Wednesday, October 19, 2011
Though final action has not yet been taken, the Sunnyside City Council during a workshop on Monday night expressed support for asking voters to approve a $6 million bond to build a new fire station.
The new building would be built next to the existing fire station on Eighth Street, according to a lay-out presented by the architectural firm MJ Neal Associates.
The bond would cover the cost for the new fire station and remodel to the existing one, as well as the funds needed to buy a ladder truck.
The need for a ladder truck was highlighted in May this year when fire destroyed two downtown restaurants. Since then, students and staff at Sunnyside High School have started using a new, two-story addition to the school.

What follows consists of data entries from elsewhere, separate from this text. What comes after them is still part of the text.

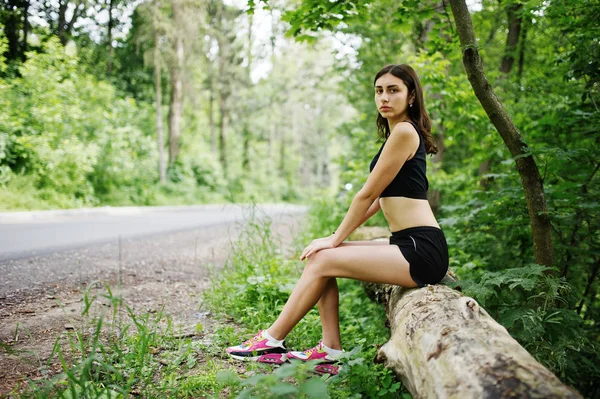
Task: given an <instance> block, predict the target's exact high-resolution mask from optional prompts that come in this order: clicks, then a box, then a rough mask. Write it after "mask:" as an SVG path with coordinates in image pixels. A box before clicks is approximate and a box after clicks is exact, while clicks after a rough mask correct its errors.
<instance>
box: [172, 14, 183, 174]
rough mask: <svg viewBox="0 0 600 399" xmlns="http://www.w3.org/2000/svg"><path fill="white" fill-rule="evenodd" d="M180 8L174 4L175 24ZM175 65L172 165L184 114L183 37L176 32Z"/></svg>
mask: <svg viewBox="0 0 600 399" xmlns="http://www.w3.org/2000/svg"><path fill="white" fill-rule="evenodd" d="M178 14H179V10H177V9H176V7H175V5H174V6H173V18H174V20H175V24H177V23H178V20H179V16H178ZM174 46H175V48H174V50H175V65H173V67H172V68H171V104H170V107H169V165H170V166H172V165H174V164H175V161H176V160H177V156H178V155H179V138H180V137H181V116H182V114H183V63H184V49H183V38H182V37H181V34H180V32H175V38H174Z"/></svg>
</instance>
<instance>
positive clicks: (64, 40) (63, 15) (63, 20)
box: [58, 0, 69, 45]
mask: <svg viewBox="0 0 600 399" xmlns="http://www.w3.org/2000/svg"><path fill="white" fill-rule="evenodd" d="M68 5H69V1H68V0H59V2H58V38H59V39H60V42H61V43H62V44H63V45H64V44H66V43H67V37H66V34H65V28H66V24H67V23H66V13H67V6H68Z"/></svg>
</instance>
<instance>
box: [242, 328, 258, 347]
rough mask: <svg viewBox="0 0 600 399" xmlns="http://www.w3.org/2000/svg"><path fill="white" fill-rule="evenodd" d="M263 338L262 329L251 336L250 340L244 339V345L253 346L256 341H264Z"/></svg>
mask: <svg viewBox="0 0 600 399" xmlns="http://www.w3.org/2000/svg"><path fill="white" fill-rule="evenodd" d="M262 339H263V337H262V331H261V332H259V333H258V334H256V335H255V336H254V337H252V338H250V339H249V340H247V341H244V343H243V344H242V345H243V346H251V345H252V344H254V343H255V342H259V341H262Z"/></svg>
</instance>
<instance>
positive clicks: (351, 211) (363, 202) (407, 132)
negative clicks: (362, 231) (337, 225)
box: [300, 123, 419, 259]
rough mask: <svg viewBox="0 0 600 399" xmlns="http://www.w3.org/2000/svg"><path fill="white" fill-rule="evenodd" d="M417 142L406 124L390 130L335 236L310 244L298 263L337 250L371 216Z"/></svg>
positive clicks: (403, 164) (417, 144) (410, 129)
mask: <svg viewBox="0 0 600 399" xmlns="http://www.w3.org/2000/svg"><path fill="white" fill-rule="evenodd" d="M418 140H419V136H418V133H417V132H416V131H415V130H414V128H413V127H412V126H411V125H410V124H408V123H398V124H397V125H396V126H394V129H393V130H392V132H391V133H390V136H389V137H388V140H387V142H386V145H385V146H384V148H383V151H382V152H381V155H380V156H379V161H378V162H377V165H375V168H374V169H373V171H372V172H371V174H369V177H368V178H367V182H366V183H365V185H364V186H363V187H362V188H361V189H360V191H359V192H358V193H356V195H355V196H354V199H352V203H351V204H350V208H349V209H348V212H347V213H346V216H344V220H342V223H341V224H340V227H338V228H337V230H336V231H335V234H333V235H331V236H329V237H324V238H319V239H316V240H313V242H311V243H310V244H309V245H308V246H307V247H306V248H305V249H304V251H302V255H300V259H305V258H307V257H309V256H310V255H312V254H313V253H315V252H318V251H320V250H322V249H326V248H335V247H337V246H339V245H340V244H341V243H342V242H343V241H344V240H345V239H346V238H348V236H349V235H350V234H351V233H352V232H353V231H354V229H356V228H357V227H358V226H360V225H361V224H362V223H363V221H365V220H366V219H368V218H369V217H371V216H372V215H368V213H369V211H371V208H372V207H373V203H374V202H375V200H376V199H377V198H379V196H380V195H381V193H382V192H383V190H384V189H385V188H386V187H387V186H388V185H389V184H390V183H391V182H392V180H393V179H394V177H395V176H396V175H397V174H398V172H399V171H400V168H402V165H404V162H406V160H407V159H408V158H409V157H410V155H411V152H412V150H413V149H414V148H416V147H417V146H418V145H419V142H418ZM375 212H376V211H375V208H373V214H375ZM367 216H368V217H367Z"/></svg>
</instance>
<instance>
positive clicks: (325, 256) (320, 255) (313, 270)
mask: <svg viewBox="0 0 600 399" xmlns="http://www.w3.org/2000/svg"><path fill="white" fill-rule="evenodd" d="M328 252H329V253H328ZM332 261H333V258H332V257H331V252H330V250H328V249H323V250H321V251H318V252H316V253H314V254H312V255H311V256H310V258H308V262H306V267H305V268H304V272H308V273H313V274H316V275H318V276H319V277H325V276H327V269H328V268H330V267H331V265H332Z"/></svg>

Sunnyside's problem has been the nine-foot high doors on the nearly 50-year-old building in use now are not high enough to accommodate a ladder truck.
Accordingly, the new station would have 14-foot doors.
Besides more than doubling the size of the fire station, the expansion would provide better designated areas for decontamination, work stations, separate bathrooms for men and women, earthquake support and sleeping quarters for those on duty at night.
There would also be more room for equipment storage.
When completed, the new fire station addition would move the main entrance from Eighth Street to Franklin Avenue to steer the public away from fire vehicles entering and exiting the station.
Off-street parking would be provided and the entrance area inside would include a training area that could also be used as a community meeting room, according to the lay-out presented to council.
The city also plans to work with Yakima County, which owns a YCFD #5 building adjacent to Sunnyside's current fire station. Sunnyside Fire Chief Aaron Markham said the hope is that the county's fire building will be outfitted with a sprinkler system and exterior improvements.
The city hopes to put the bond vote on the Feb. 2012 ballot. If approved, the measure would increase annual property taxes by about $40 on a home valued at $100,000.